Al inculcar el temor de que el gobierno vaya demasiado lejos y erosione las libertades civiles, algunos grupos desarrollaron una herramienta política eficaz para superar la racionalidad frente a la ciencia, incluso las recomendaciones basadas en evidencia que apoyan las máscaras faciales como protección contra el coronavirus.
La confianza en el miedo a los mensajes de salud pública ahora podría erosionar aún más la confianza en los funcionarios de salud pública y los científicos en una coyuntura crítica.
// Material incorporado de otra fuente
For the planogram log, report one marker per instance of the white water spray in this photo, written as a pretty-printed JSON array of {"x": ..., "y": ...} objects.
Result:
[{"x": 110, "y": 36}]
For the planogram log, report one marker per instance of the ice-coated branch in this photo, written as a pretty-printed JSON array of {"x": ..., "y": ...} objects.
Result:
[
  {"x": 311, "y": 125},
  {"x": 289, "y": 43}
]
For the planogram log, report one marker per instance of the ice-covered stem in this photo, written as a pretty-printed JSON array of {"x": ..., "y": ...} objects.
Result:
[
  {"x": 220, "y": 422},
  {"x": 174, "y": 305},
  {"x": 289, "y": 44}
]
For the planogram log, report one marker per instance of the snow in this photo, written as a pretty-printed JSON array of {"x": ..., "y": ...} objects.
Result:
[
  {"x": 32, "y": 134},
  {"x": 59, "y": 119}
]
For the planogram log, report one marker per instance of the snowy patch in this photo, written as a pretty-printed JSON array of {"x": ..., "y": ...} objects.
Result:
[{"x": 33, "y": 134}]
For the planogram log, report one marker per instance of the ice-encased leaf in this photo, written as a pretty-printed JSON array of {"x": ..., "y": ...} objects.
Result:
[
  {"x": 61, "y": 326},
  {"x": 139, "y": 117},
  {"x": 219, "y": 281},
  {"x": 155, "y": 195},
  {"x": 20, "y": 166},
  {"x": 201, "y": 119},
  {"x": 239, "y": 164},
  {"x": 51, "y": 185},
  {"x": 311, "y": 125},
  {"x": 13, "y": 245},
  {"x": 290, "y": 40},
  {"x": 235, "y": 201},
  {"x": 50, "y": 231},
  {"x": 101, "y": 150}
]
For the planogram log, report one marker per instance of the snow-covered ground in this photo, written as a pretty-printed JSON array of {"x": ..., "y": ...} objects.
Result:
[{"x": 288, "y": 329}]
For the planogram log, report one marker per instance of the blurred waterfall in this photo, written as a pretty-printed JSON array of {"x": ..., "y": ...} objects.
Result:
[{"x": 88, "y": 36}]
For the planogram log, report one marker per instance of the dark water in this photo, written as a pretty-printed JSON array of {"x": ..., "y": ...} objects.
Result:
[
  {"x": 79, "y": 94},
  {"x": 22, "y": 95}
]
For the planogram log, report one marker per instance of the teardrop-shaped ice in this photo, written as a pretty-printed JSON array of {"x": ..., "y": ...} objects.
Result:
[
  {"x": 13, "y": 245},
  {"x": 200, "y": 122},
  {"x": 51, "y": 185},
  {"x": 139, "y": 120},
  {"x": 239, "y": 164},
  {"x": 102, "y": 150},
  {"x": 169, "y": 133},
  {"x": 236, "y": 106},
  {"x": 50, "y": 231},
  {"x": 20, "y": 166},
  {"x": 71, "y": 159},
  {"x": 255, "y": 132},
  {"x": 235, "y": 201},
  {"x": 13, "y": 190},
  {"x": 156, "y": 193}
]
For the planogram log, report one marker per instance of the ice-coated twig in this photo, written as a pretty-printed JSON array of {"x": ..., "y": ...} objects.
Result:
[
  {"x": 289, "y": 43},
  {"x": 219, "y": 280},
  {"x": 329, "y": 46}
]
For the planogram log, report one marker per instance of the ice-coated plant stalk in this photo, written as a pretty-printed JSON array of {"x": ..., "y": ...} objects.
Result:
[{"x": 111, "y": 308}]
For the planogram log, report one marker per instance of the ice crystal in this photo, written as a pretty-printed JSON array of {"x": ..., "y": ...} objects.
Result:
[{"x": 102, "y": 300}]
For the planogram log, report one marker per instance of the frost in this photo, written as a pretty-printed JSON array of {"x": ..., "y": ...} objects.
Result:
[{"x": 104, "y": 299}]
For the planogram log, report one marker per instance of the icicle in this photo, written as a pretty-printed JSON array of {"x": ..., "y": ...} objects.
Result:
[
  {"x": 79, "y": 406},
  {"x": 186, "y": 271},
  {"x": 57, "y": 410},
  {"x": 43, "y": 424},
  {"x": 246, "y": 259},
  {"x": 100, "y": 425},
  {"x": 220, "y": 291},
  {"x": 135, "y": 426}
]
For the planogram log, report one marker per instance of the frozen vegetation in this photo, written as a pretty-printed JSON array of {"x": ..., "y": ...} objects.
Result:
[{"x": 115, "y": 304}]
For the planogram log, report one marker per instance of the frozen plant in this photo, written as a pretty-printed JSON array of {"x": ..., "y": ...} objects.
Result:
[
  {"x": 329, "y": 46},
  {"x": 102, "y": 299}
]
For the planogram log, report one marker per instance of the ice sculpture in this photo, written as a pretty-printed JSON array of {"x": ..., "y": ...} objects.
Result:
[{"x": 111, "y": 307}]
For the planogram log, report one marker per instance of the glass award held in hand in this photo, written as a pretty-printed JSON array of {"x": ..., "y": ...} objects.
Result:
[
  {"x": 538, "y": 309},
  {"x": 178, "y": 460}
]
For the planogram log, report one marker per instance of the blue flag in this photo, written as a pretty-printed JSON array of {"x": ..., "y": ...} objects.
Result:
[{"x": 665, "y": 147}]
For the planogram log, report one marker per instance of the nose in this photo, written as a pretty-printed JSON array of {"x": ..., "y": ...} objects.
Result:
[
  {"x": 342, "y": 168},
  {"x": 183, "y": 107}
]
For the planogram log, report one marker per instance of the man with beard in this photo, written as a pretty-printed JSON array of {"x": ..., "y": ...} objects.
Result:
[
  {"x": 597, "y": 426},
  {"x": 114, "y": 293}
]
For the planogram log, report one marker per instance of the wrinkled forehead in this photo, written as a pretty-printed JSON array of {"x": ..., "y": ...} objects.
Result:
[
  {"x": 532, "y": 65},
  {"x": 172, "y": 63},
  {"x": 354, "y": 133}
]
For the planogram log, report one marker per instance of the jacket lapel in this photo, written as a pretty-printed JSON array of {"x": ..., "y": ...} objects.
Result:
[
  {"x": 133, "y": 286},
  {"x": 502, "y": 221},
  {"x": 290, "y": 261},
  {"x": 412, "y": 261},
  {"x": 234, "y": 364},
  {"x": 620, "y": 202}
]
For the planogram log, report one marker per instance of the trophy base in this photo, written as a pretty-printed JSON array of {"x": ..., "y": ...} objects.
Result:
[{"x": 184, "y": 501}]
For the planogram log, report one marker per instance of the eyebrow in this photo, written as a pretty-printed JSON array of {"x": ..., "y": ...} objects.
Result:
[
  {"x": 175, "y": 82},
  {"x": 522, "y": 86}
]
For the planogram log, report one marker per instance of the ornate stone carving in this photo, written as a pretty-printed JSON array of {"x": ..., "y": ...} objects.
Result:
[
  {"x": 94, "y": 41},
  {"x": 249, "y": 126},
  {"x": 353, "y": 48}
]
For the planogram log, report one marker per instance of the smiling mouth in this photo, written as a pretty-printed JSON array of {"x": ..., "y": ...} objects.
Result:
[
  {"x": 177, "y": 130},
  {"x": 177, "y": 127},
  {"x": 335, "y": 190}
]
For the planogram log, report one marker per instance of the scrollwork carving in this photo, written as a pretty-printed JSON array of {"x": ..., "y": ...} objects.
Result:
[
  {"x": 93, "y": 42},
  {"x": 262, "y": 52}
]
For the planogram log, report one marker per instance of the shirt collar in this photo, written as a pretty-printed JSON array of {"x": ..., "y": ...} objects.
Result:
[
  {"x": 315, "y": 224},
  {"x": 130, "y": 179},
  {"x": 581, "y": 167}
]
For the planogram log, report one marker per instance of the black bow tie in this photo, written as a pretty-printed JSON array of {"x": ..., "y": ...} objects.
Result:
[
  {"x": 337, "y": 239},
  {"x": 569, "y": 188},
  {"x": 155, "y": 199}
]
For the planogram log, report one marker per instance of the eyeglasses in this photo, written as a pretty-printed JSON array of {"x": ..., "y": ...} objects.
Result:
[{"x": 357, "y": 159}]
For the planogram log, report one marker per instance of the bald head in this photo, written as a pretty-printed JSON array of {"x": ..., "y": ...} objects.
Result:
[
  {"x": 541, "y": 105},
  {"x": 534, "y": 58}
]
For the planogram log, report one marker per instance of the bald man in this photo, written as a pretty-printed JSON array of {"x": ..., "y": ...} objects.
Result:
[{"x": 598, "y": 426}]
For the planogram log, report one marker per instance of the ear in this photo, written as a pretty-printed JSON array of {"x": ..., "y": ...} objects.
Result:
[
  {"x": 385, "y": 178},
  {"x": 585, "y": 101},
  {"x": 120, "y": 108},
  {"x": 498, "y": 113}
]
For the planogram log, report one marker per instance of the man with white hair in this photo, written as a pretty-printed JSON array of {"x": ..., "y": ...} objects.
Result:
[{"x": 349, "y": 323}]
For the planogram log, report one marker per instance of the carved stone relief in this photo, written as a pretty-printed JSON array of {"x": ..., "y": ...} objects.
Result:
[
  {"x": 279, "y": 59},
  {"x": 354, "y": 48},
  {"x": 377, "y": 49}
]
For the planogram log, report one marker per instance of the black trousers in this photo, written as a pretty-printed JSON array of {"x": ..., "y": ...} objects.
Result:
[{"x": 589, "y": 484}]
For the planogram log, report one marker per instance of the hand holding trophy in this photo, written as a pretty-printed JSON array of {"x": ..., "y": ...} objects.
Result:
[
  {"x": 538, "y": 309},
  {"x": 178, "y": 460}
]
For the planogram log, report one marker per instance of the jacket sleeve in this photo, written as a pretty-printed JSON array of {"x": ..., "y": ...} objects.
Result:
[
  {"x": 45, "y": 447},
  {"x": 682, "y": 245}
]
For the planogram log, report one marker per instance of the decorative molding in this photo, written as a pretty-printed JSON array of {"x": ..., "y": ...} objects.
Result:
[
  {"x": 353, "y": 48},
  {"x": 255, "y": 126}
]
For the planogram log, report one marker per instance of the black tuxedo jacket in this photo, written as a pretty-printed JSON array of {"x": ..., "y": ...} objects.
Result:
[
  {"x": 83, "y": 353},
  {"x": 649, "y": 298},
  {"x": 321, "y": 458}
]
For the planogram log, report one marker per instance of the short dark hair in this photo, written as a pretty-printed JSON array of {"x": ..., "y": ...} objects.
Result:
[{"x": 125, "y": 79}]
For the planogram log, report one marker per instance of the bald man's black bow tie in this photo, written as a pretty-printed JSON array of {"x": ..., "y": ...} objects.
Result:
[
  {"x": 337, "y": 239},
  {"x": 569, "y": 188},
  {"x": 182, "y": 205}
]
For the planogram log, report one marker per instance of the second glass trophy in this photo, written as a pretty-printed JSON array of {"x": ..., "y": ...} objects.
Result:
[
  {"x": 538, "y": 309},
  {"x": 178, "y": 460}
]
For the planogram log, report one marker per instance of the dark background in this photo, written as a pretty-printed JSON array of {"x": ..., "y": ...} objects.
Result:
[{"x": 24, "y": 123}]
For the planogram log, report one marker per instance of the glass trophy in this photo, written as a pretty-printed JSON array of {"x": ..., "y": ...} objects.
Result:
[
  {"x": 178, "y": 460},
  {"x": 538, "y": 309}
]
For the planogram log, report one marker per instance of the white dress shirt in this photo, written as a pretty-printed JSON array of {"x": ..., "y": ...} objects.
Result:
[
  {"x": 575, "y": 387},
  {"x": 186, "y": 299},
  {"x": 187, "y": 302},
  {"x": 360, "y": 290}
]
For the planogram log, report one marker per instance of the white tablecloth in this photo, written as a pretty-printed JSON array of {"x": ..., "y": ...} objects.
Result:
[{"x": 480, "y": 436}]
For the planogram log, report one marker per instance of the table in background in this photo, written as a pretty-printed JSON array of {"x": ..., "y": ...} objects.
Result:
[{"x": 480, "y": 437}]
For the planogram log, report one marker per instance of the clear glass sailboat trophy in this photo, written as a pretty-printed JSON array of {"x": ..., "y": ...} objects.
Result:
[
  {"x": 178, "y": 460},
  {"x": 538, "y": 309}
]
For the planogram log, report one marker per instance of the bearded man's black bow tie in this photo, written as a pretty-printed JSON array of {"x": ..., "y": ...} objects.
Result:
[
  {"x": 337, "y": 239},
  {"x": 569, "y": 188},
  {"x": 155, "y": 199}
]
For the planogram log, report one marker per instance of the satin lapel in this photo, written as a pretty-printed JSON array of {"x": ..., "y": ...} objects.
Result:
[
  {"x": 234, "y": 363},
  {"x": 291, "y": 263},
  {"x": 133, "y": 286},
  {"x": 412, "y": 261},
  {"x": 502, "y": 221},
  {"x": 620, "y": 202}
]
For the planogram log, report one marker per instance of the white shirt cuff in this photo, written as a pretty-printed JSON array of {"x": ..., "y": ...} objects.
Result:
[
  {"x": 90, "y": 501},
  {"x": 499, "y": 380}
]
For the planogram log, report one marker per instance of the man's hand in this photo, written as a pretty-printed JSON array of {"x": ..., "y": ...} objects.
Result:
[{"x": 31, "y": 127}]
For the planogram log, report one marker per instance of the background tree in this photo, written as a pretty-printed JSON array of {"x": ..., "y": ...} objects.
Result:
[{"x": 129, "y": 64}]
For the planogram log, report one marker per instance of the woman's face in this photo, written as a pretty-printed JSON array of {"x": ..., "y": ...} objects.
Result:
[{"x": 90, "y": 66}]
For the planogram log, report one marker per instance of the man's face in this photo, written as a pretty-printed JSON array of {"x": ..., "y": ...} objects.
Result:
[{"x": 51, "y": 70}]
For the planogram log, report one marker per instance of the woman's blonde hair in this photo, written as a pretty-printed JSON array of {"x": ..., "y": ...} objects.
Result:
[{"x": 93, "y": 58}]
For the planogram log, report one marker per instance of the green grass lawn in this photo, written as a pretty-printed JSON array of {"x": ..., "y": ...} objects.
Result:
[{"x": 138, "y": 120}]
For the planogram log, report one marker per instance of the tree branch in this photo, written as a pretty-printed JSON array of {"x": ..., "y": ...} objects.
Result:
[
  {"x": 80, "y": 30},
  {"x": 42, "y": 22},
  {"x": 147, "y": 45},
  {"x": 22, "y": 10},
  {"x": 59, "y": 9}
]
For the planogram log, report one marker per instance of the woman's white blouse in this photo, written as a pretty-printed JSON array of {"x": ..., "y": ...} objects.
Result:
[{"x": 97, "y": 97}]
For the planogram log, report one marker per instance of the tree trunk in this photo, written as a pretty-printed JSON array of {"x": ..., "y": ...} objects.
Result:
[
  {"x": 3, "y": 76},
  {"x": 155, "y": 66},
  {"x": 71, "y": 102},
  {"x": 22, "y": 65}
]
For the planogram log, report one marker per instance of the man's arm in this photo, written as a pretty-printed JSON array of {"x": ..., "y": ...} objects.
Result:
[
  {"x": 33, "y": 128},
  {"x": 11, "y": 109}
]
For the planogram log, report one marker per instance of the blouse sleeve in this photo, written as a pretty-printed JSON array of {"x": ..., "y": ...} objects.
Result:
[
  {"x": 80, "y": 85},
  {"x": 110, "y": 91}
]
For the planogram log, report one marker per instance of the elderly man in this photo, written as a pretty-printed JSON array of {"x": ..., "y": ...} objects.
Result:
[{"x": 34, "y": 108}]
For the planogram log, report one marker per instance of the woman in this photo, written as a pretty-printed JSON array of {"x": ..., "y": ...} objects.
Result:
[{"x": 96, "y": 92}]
El mundo necesita desesperadamente una estrategia que pueda ayudar a romper el negacionismo pandémico y atravesar el ambiente políticamente cargado, con su retórica amenazadora y en ocasiones histérica que ha creado oposición a las medidas sanas de salud pública.
Incluso si están justificadas éticamente, las tácticas basadas en el miedo pueden descartarse como un ejemplo más de manipulación política y podrían conllevar tanto riesgo como beneficio.
En cambio, los funcionarios de salud pública deben instar con valentía y, como lo han hecho durante otros períodos de crisis en el pasado, enfatizar lo que ha faltado: una comunicación consistente y creíble de la ciencia a nivel nacional.